November 24, 1988|TAMARA HENRY | United Press International

Glenn Hogen and his colleagues bristle when for-profit learning centers are compared to McDonald's, although both are franchised businesses popping up in shopping centers across the country.

"The value of the (learning center) service is so different than that of a commodity," said an irritated Hogen, vice president of education with the Sylvan Learning Corp. "When you offer something as personal and as important as education, there's no way to compare that to a commodity."

Carole Nicholes, a Sylvan regional director, quickly adds: "At first you think, 'Oh Gee.' Do we want to be compared with a fast-food restaurant?

"But if you take a look at the reason for the comparison and the comparison is that there are over 450 Sylvan Learning Centers. . . . There's a standard of quality about Sylvan Learning Centers that you also find at McDonald's," said Nicholes.

The Sylvan Corp., based in Bellevue, Wash., is the largest of a few firms that have entered the supplementary instruction business to fill learning gaps for children whose parents are willing to pay for the services--mainly the high-achieving, middle-class Americans.

Sylvan also is one of the newest, founded in 1979 in Sylvan, Ore., by former teacher W. Berry Fowler. The firm was acquired in 1985 by Kinder-Care Learning Centers Inc., based in Montgomery, Ala., and it quickly grew, passing the American Learning Corp. and the Huntington Learning Centers--two other major commercial chains.

Need Called Urgent

Hogen, who began with Sylvan in 1983 as a franchise owner, insisted the need for supplemental education is urgent.

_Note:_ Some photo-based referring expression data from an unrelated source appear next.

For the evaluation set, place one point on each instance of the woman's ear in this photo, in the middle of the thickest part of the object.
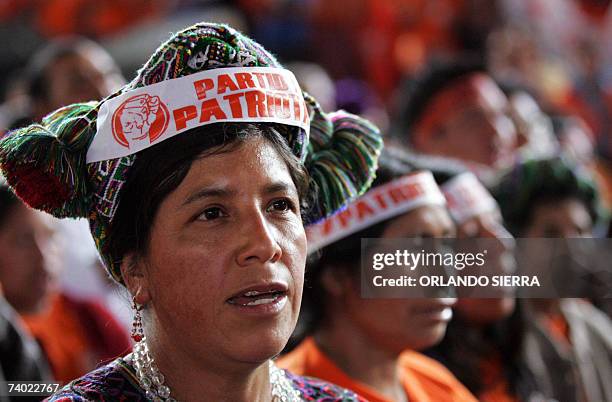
(135, 277)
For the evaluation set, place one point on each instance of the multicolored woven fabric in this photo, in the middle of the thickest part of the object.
(45, 164)
(117, 382)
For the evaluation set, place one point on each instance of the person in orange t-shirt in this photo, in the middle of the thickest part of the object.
(368, 345)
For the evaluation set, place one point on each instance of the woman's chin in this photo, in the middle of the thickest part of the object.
(260, 350)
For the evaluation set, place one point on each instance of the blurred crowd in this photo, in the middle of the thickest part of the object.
(519, 92)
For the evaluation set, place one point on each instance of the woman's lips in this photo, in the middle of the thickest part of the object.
(260, 299)
(441, 312)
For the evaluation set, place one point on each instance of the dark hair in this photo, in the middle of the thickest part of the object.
(415, 94)
(7, 201)
(159, 170)
(464, 347)
(344, 254)
(533, 182)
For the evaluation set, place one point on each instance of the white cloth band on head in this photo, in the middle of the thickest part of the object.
(146, 116)
(378, 204)
(466, 197)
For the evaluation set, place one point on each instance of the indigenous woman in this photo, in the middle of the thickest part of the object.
(567, 341)
(482, 343)
(370, 345)
(195, 179)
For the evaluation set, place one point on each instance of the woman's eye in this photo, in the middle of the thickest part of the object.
(210, 214)
(280, 205)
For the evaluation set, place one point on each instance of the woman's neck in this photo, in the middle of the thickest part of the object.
(190, 380)
(359, 357)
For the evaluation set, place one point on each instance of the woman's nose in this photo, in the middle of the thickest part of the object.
(260, 243)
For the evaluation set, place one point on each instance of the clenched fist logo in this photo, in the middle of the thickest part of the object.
(139, 117)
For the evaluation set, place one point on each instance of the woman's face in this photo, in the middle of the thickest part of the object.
(24, 275)
(500, 261)
(561, 218)
(223, 274)
(398, 324)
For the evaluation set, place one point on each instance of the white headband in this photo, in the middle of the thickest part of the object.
(466, 197)
(145, 116)
(379, 204)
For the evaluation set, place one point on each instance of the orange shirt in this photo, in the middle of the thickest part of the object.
(76, 336)
(424, 379)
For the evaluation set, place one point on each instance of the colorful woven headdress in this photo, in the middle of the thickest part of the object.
(50, 165)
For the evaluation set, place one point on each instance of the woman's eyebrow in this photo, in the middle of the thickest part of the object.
(209, 192)
(278, 187)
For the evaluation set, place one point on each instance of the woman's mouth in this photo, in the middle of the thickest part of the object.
(260, 299)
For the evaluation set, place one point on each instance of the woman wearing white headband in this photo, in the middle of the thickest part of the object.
(370, 345)
(195, 180)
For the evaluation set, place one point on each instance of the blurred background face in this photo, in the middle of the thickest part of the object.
(74, 78)
(480, 121)
(500, 259)
(560, 218)
(83, 74)
(534, 128)
(24, 240)
(398, 324)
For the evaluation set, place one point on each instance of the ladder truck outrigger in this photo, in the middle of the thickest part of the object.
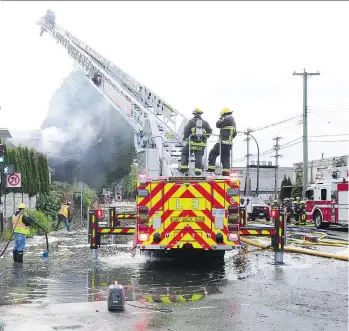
(175, 213)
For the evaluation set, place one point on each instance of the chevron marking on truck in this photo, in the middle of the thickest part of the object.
(245, 232)
(120, 231)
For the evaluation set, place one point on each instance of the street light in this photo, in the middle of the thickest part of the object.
(248, 133)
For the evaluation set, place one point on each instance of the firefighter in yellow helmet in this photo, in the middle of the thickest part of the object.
(227, 126)
(64, 215)
(198, 131)
(20, 224)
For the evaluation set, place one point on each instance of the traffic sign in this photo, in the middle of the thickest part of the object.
(9, 169)
(14, 180)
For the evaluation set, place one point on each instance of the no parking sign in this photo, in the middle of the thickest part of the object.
(14, 180)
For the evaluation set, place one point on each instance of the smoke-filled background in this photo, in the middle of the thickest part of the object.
(84, 137)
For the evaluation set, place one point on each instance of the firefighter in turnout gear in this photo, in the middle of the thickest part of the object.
(227, 127)
(64, 215)
(20, 224)
(200, 131)
(275, 205)
(300, 212)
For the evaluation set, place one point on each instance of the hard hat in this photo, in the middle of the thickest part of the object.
(22, 206)
(197, 111)
(226, 111)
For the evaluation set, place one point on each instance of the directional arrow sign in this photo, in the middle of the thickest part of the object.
(9, 169)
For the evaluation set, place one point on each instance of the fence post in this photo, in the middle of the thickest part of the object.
(243, 217)
(279, 240)
(94, 226)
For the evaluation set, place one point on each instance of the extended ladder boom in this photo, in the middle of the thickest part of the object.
(152, 119)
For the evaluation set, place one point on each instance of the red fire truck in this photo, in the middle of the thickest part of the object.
(327, 202)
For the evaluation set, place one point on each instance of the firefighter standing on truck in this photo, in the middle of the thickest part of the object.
(64, 215)
(300, 214)
(227, 127)
(198, 130)
(20, 224)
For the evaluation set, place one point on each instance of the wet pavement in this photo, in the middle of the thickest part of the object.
(245, 292)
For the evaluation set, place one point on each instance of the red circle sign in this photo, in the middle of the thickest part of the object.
(13, 180)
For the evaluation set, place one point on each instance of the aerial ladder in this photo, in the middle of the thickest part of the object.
(157, 125)
(158, 129)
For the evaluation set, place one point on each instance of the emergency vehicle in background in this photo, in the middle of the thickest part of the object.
(327, 202)
(174, 212)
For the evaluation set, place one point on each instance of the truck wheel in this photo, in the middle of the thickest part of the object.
(318, 221)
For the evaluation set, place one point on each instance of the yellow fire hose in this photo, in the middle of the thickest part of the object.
(296, 250)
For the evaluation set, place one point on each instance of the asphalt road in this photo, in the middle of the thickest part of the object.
(246, 292)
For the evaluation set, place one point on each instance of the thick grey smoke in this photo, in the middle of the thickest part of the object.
(84, 137)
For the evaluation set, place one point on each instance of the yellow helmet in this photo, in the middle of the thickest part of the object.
(225, 111)
(22, 206)
(197, 111)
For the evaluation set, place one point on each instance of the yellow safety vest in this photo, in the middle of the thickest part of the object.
(64, 211)
(18, 225)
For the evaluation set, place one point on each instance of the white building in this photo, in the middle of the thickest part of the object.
(323, 168)
(266, 178)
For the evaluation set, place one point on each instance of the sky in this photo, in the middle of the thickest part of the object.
(211, 55)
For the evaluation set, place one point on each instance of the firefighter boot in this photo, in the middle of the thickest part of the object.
(296, 216)
(19, 256)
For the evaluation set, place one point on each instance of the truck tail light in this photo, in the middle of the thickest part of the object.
(233, 237)
(233, 214)
(274, 213)
(143, 236)
(143, 216)
(143, 228)
(143, 210)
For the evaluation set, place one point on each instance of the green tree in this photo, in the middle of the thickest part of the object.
(296, 191)
(44, 173)
(129, 187)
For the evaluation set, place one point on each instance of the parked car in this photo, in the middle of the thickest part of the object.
(259, 208)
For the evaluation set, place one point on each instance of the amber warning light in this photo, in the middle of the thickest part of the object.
(98, 212)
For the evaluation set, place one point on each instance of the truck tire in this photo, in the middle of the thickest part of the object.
(319, 224)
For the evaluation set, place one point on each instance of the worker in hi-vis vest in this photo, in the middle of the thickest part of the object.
(20, 224)
(64, 215)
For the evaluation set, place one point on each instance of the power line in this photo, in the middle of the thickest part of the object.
(305, 76)
(276, 123)
(331, 135)
(277, 155)
(329, 141)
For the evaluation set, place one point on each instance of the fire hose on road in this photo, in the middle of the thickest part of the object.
(45, 254)
(296, 250)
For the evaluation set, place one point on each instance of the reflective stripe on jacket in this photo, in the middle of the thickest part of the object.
(228, 129)
(18, 225)
(199, 126)
(64, 211)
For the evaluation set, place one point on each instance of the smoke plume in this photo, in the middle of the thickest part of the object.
(83, 136)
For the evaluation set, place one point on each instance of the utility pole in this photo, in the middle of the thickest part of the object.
(305, 123)
(277, 155)
(247, 161)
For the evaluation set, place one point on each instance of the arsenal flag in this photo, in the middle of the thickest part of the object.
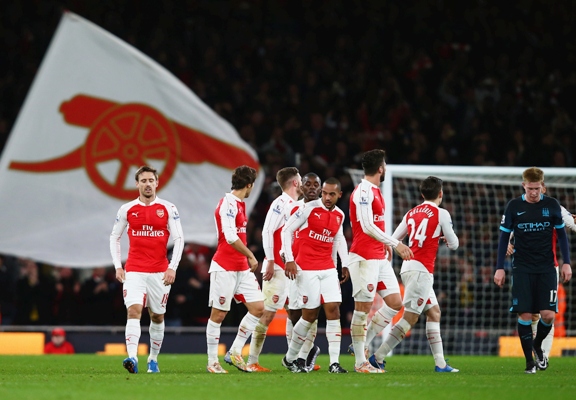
(98, 110)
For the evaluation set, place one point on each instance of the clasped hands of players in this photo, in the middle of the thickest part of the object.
(169, 276)
(404, 251)
(291, 272)
(268, 274)
(253, 263)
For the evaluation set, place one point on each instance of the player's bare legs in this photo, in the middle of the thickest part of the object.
(383, 317)
(258, 338)
(133, 331)
(156, 331)
(307, 351)
(358, 330)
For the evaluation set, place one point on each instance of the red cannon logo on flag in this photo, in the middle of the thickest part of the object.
(133, 134)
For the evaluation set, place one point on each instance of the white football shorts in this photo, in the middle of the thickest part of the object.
(294, 294)
(147, 289)
(275, 291)
(387, 280)
(242, 286)
(318, 287)
(364, 277)
(419, 294)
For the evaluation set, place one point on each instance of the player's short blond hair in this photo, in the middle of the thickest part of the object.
(533, 174)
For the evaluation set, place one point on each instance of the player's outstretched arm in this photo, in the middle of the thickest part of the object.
(565, 273)
(499, 274)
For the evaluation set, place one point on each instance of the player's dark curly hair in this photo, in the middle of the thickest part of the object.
(242, 177)
(372, 160)
(286, 175)
(431, 187)
(143, 169)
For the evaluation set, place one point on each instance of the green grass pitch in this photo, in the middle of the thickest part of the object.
(84, 376)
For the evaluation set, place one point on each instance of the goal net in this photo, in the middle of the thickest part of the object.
(474, 310)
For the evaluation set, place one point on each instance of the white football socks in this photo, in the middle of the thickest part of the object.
(156, 337)
(133, 332)
(212, 341)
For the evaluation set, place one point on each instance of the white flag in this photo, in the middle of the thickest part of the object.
(98, 110)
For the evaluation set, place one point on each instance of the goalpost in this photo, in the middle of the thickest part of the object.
(474, 310)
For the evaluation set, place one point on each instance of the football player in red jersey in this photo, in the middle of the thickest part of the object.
(232, 273)
(148, 274)
(319, 226)
(425, 226)
(370, 269)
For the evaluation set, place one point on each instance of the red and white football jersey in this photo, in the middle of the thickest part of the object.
(231, 221)
(149, 227)
(424, 224)
(367, 219)
(318, 228)
(277, 215)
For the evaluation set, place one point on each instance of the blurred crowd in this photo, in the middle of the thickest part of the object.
(314, 84)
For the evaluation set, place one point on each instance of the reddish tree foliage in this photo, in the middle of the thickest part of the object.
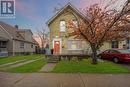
(100, 25)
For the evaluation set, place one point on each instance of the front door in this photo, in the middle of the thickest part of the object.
(56, 47)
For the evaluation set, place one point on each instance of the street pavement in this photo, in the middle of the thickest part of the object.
(63, 80)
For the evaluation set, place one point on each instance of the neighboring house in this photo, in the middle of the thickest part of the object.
(14, 41)
(61, 44)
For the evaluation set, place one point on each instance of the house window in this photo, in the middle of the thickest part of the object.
(74, 44)
(2, 44)
(62, 26)
(115, 44)
(21, 45)
(31, 45)
(75, 22)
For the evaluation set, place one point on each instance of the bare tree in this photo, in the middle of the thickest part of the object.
(100, 25)
(42, 35)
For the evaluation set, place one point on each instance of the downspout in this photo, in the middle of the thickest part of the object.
(13, 46)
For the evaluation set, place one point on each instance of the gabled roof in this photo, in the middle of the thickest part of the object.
(69, 5)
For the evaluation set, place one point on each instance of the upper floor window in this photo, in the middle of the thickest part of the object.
(75, 22)
(21, 45)
(115, 44)
(3, 44)
(74, 44)
(62, 26)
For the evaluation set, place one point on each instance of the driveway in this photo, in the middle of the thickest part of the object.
(64, 80)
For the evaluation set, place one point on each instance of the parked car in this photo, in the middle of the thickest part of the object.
(116, 55)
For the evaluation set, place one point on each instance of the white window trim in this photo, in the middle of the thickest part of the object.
(61, 30)
(57, 39)
(76, 48)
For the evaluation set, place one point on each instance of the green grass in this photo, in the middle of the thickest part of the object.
(29, 68)
(85, 66)
(16, 58)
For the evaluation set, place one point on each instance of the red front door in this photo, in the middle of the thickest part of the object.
(56, 47)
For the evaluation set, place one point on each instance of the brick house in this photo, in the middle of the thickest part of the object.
(14, 41)
(58, 26)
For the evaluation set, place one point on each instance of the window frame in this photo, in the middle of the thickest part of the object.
(22, 44)
(62, 26)
(78, 44)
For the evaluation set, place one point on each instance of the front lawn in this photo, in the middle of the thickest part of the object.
(85, 66)
(17, 58)
(29, 68)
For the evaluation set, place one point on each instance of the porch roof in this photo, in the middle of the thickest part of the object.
(3, 39)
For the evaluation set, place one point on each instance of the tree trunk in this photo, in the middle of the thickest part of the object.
(94, 55)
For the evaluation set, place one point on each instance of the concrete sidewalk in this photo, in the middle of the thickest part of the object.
(64, 80)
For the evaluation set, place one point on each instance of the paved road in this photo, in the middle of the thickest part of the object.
(64, 80)
(127, 65)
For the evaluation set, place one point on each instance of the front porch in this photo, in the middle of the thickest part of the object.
(3, 47)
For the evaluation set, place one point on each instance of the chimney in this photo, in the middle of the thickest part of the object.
(16, 26)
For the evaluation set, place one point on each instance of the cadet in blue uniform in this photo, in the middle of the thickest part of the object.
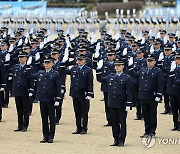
(165, 67)
(49, 95)
(139, 62)
(22, 85)
(150, 93)
(81, 91)
(60, 67)
(119, 101)
(2, 85)
(107, 68)
(173, 89)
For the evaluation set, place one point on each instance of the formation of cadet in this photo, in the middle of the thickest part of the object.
(132, 72)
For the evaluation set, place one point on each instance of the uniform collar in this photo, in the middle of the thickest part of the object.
(81, 67)
(47, 71)
(119, 74)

With a total school-age population of more than 40 million, studies show about 24 million children need some kind of supplementary education. About 40% of 13-year-olds and 16% of 17-year-olds attending high school have not acquired intermediate reading skills and strategies.

Last year, the Education Department said students' scores improved little on the Scholastic Aptitude Test, or SAT, and actually declined on American College Testing, or ACT.

Hogen said 16% of young adults have trouble with such simple tasks as completing an address on an order form. He said eight out of every 10 17-year-olds in the U.S. and Canada cannot successfully write a coherent letter to persuade a potential employer to hire them.

"Many parents understand the limitations that public schools have in terms of reaching their child and (not being able to) deliver everything their child needs so we try to foster a team approach between the parent, school, child and Sylvan," said Nicholes, who worked in public education in three different states for 18 years before joining Sylvan.

Dorothy Rich of the Home and School Institute Inc. insisted that "not even the best school is able to do the job alone, and kids today do need extra help from a variety of sources."

"So if parents send kids to Sylvan or Huntington, it doesn't necessarily mean that the school the kid attends is any worse, but there is so much more that kids have to learn today," said Rich, explaining the centers are comparable to the Japanese private schools, where parents pay for children to learn after school hours ways to pass certain achievement tests.

"But what disturbs me about sending kids off for one more class, be it gymnastics or other kinds of activities, is that (parents) are not spending time with the child. That's a negative," Rich said.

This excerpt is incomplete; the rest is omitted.